Ella tardó en recuperarse y el vacío se apoderó de su vida. A la caída de la tarde, cuando regresaba al piso tras su jornada laboral en la casa de siempre que ahora alternaba con otros servicios, la tristeza se alzaba como un manto inmarcesible imposible de arrinconar. Cuando los días eran más largos, sentada en el balcón perdía su vista en el deambular que se apoderaba de la calle estrecha donde vivía. Al fondo entreveía las copas frondosas de los árboles de la placita del barrio a la que había renunciado a ir pues los recuerdos que le suscitaban eran demasiado onerosos. La noche le sumía en un profundo letargo que, sin embargo, no facilitaba el sueño que tardaba en apoderarse de ella.

Sentía la proximidad del hombre que había sido su razón de existir y cuya presencia viva la mantenían aquellos cuatro cuadernos cuyas hojas pasaba con primor deteniéndose en frases, palabras de resonancia llamativa, anécdotas contadas con gracejo.
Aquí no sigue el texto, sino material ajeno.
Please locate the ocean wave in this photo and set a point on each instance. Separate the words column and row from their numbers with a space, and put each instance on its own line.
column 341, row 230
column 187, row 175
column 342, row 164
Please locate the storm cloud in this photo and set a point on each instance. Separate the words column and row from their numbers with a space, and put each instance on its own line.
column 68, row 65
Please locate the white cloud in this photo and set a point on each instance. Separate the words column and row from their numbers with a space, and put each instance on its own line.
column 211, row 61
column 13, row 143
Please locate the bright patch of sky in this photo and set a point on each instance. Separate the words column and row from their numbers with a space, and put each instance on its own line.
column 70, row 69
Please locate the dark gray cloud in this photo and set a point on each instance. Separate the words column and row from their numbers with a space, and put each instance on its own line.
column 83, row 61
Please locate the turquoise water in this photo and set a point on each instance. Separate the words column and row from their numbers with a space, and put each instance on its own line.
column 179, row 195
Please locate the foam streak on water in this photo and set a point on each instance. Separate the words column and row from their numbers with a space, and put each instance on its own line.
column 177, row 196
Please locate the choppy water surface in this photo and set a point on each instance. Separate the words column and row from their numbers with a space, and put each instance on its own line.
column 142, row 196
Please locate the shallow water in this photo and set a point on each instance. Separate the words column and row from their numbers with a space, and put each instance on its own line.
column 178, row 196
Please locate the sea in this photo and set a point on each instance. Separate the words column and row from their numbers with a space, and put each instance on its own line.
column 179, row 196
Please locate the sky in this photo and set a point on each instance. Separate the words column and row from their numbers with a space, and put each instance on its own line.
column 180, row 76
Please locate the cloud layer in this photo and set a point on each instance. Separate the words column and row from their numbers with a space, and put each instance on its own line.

A veces se preguntaba cómo él había adquirido aquella prestancia si nunca accedió al bachillerato y se arrepentía una y otra vez de no habérselo preguntado.

Un día escuchó al hijo de la familia a la que había servido toda su vida cuya edad era próxima a la suya algo acerca de la memoria digital. Aunque al principio estuvo desconcertada, enseguida no le costó entender que el material escrito en los mensajes de correo electrónico desde sus inicios allá a mediados de la década de 1990 se acumulaba de manera imperecedera y trascendía a la muerte de quienes fueron su origen. Así, desde su cuenta de correo uno podía revisar pasajes vitales compartidos, así como diálogos mantenidos hace años con personas ya fallecidas, las que, por otra parte, tendrían a su vez guardados todos sus mensajes intercambiados con cientos de contactos sin que, posiblemente, nadie los recuperara. Se daría un escenario no solo de reivindicación del pasado sino, en cierto sentido, de mantenimiento vivo de su presencia.

Durante mucho tiempo había pensado comprar cuatro cuadernos con los mismos colores que aquellos que guardaba en el cajón de su mesilla para escribir en ellos glosas a todo lo que él había ido registrando, pero se sentía impotente. Apenas había ido dos años a la escuela en su pueblo y la escritura le costaba mucho. Las ideas que le fluían en la cabeza cuando releía aquellas páginas se confundían con las que debatió en su momento con él y todo constituía un galimatías complejo que era incapaz de resumir ni, peor aún, de transcribir en frases medianamente articuladas. Fue pasado el tiempo que decidió abrir un perfil en una de tantas redes sociales a su taxista segoviano. Desde entonces, cada día manda a esa dirección el más sencillo de los mensajes: “te amo”, que sustituye los domingos cuando el fin de semana languidece por “te echo de menos”. Sabe que ese legado le sobrevivirá permaneciendo para siempre.